If any is not `connected`, run the post-vault TLS restart sweep (appendix-A;
restart ovn-controller / ovs-vswitchd / neutron-server on affected units),
then re-probe. [REVALIDATE: sweep unit list against current topology]

### Stage 5 -- guests
With D-043 in force, pre-shutdown-running guests should be ACTIVE.
```bash
openstack server list --all-projects -c Name -c Status </dev/null
```
Unexpectedly SHUTOFF guests: `openstack server start <name>`; if MANY are
down, verify `juju config nova-compute resume-guests-state-on-host-boot`
(a regressed flag takes effect only on the NEXT boot -- start manually now).

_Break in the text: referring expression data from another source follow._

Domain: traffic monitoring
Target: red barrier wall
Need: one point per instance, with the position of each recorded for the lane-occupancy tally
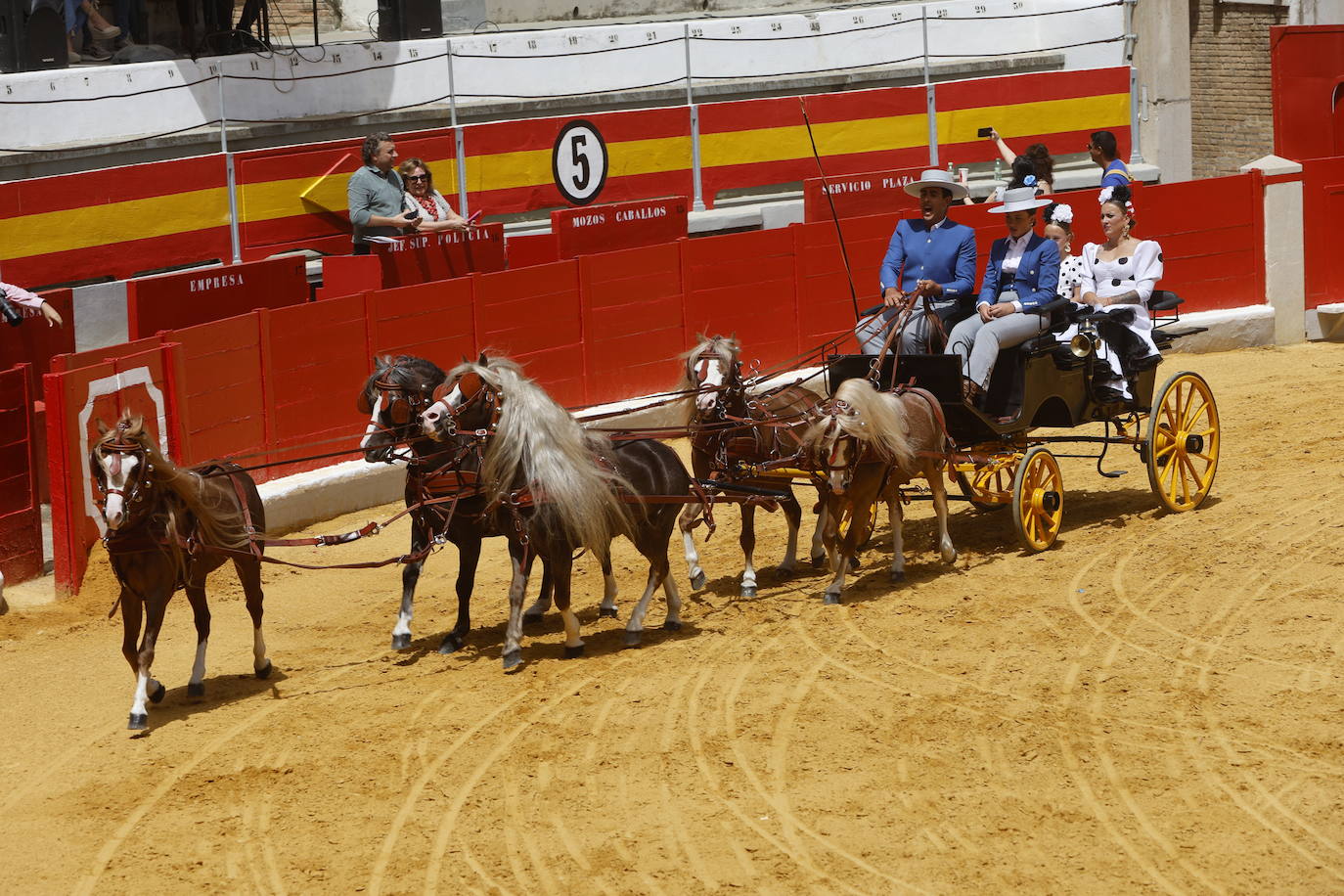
(633, 321)
(218, 385)
(35, 342)
(75, 400)
(21, 514)
(743, 284)
(534, 315)
(1307, 65)
(191, 297)
(875, 193)
(430, 320)
(607, 229)
(1322, 204)
(309, 392)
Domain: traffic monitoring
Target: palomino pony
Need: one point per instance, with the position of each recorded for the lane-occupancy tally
(167, 529)
(769, 431)
(872, 443)
(556, 488)
(394, 396)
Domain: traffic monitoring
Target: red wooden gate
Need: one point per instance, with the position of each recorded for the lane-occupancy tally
(21, 516)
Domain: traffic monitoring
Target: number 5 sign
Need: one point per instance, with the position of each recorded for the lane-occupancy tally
(578, 162)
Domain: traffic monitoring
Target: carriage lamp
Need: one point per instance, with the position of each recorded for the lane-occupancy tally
(1085, 340)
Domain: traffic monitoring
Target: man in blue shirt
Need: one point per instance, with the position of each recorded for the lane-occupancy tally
(1102, 150)
(930, 259)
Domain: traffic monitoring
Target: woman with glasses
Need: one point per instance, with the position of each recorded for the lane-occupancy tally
(421, 197)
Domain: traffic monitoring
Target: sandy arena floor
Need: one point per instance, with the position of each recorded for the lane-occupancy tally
(1153, 704)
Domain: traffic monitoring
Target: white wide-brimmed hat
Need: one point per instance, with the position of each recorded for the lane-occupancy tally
(1019, 199)
(935, 177)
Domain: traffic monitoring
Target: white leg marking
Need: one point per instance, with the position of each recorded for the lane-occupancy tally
(636, 622)
(571, 629)
(405, 615)
(693, 557)
(895, 518)
(198, 669)
(373, 421)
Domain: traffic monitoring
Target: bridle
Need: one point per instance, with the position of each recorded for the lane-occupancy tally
(133, 490)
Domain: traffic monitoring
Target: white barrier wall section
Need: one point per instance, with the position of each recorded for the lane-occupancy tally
(47, 109)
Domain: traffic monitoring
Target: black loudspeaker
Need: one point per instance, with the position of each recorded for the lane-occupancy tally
(31, 40)
(408, 19)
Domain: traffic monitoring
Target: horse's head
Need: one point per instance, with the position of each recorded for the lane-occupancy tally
(466, 400)
(121, 465)
(833, 445)
(712, 368)
(392, 398)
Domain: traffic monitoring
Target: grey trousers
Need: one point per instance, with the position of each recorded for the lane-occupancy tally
(913, 338)
(977, 342)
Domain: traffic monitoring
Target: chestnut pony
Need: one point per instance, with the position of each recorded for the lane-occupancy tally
(557, 488)
(872, 443)
(772, 427)
(167, 529)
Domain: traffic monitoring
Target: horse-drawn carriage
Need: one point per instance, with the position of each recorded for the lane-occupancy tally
(999, 456)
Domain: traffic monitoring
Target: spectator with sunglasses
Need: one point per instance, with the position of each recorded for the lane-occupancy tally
(421, 197)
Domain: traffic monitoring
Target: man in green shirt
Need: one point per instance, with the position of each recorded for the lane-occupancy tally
(374, 194)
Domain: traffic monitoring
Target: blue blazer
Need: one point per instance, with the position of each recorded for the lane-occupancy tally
(945, 255)
(1037, 278)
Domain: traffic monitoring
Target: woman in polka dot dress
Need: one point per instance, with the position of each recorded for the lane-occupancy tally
(1118, 277)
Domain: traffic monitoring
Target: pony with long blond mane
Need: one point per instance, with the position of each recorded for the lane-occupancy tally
(870, 443)
(167, 529)
(726, 428)
(557, 486)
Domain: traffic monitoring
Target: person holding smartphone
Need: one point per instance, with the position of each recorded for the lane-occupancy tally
(15, 299)
(435, 215)
(374, 195)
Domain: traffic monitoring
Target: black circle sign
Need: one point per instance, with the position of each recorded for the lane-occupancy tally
(578, 162)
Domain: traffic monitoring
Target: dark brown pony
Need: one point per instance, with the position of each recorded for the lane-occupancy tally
(729, 427)
(556, 488)
(168, 528)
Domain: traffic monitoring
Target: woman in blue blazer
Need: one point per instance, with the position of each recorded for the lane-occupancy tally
(1021, 276)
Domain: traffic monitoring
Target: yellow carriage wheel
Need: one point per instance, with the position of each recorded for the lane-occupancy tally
(1038, 500)
(1183, 441)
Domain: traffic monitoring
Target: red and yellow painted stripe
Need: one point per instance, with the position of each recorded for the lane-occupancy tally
(148, 216)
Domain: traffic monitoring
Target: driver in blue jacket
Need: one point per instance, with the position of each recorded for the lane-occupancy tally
(930, 263)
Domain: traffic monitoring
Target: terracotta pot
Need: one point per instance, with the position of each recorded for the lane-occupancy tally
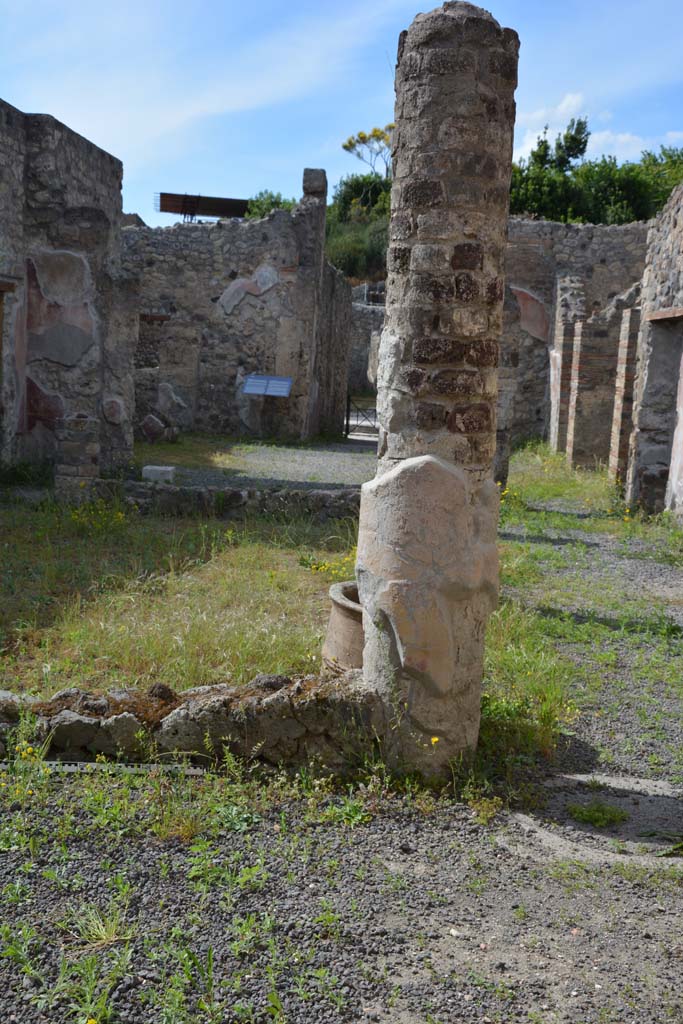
(343, 641)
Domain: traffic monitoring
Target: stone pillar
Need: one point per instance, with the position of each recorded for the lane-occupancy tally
(78, 453)
(623, 417)
(427, 565)
(507, 386)
(568, 309)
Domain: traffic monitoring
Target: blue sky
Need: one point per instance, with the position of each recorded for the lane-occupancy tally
(229, 97)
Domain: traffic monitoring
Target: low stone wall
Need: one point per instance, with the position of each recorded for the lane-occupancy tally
(334, 721)
(165, 499)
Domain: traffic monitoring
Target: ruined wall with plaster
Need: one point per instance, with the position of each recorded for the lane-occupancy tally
(367, 324)
(223, 300)
(68, 325)
(560, 274)
(655, 457)
(593, 381)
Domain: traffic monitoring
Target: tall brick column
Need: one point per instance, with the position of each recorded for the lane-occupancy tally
(569, 308)
(626, 374)
(427, 564)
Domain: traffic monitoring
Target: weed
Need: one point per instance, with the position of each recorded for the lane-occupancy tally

### Stage 6 -- Octavia LBs
Expect auto-recovery once amphora VMs resume. Any LB stuck
`provisioning_status=ERROR` after ~5 min: `openstack loadbalancer failover
<lb>` and poll to ACTIVE (VIP + FIP are preserved). [REVALIDATE: timing
budget on current build]

### Stage 7 -- end-to-end behavioral gate
```bash
source ~/admin-openrc
bash scripts/cloud-assert.sh
```
**GATE:** `CLOUD-ASSERT: PASS`. Any FAIL routes to appendix-A by its message.
This replaces the old jumphost-local `post-maintenance-health-check.sh`.

---

## Quick reference (symptom -> fix)

| Symptom | Fix |
|---|---|
| Units in `error` (stuck relation-broken hook) | `juju resolved --no-retry <unit>` |
| MySQL will not reform | Stage 2 -- action ONLY on confirmed complete outage |
| Vault sealed | Expected; Stage 3 manual unseal |
| Chassis `not connected` | Stage 4 TLS sweep |
| Hypervisor `down`, juju green | restart nova-compute on the host; recheck in 60s |
| LB `provisioning_status=ERROR` | `loadbalancer failover`; appendix-A LB entries |
| Horizon login cookie failure | restore `_99_internal_http_cookies.py` (D-044) |

## Open question (carried for Roosevelt)
Amphora cert validity across long outages: a resumed amphora keeps pre-shutdown
cert material; if the amphora-control-plane CA rotated during the window it
will fail to health-manager and be failed-over. Theoretical under default TTLs
for short outages; validate explicitly on bare metal (rotate CA, hard-stop an
amphora host, observe resume vs ERROR->failover) before relying on resume.